There is true drama and humanity in your local Wetherspoon’s, or Nando’s, or indeed, Tesco. These are the places we go, for better or for worse. These are the places that offer escape, but that also trap us. A meaningful literature should face the ‘bland Tescopolis’ head on, and should question its blandness. It should explore the immediate value and appeal of all these things, why people are attracted to consumerism, popular culture etc. And it should also explore the long-term effects, on the high streets, on our economy, on our souls. What does living within a Tescopolis do to us? And why do we stay there – because we have to, or because there is an underlying appeal we don’t dare acknowledge?
I would like to see a literature that covers all these issues in a clever, human way. A literature that treats the subject and the people it describes with a certain dignity and understanding. I want empathy over anthropology. So many of us spend our time and money in a Tescopolis of one form or other. Fiction, perhaps more than any economic or sociological study, can explore what this might mean for us, can explore how the Tescopolis can be attractive and repellant, and quite often both at the same time.

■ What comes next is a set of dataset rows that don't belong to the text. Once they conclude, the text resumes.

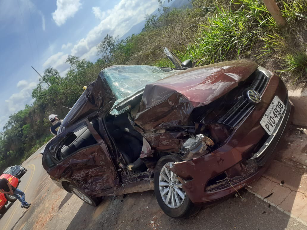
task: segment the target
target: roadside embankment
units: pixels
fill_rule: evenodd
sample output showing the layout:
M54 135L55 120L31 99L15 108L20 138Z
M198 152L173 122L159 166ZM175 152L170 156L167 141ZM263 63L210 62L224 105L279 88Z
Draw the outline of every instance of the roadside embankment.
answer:
M295 107L292 123L293 124L307 127L307 88L289 90L289 98Z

“customers are only sincere when spending”
Who is capturing the uncanny and the absurd and the compelling in the supermarket, the shopping centre, the chain resturant, the bookies, the pub?
Of course, there may already be lots of writers covering this that I just don’t know about. Or I might have just got my definition of Tescopolis and its relation to literature wrong. I guess this is my disclaimer – that I might just be ignorant and missing the point. Something to think about, anyway.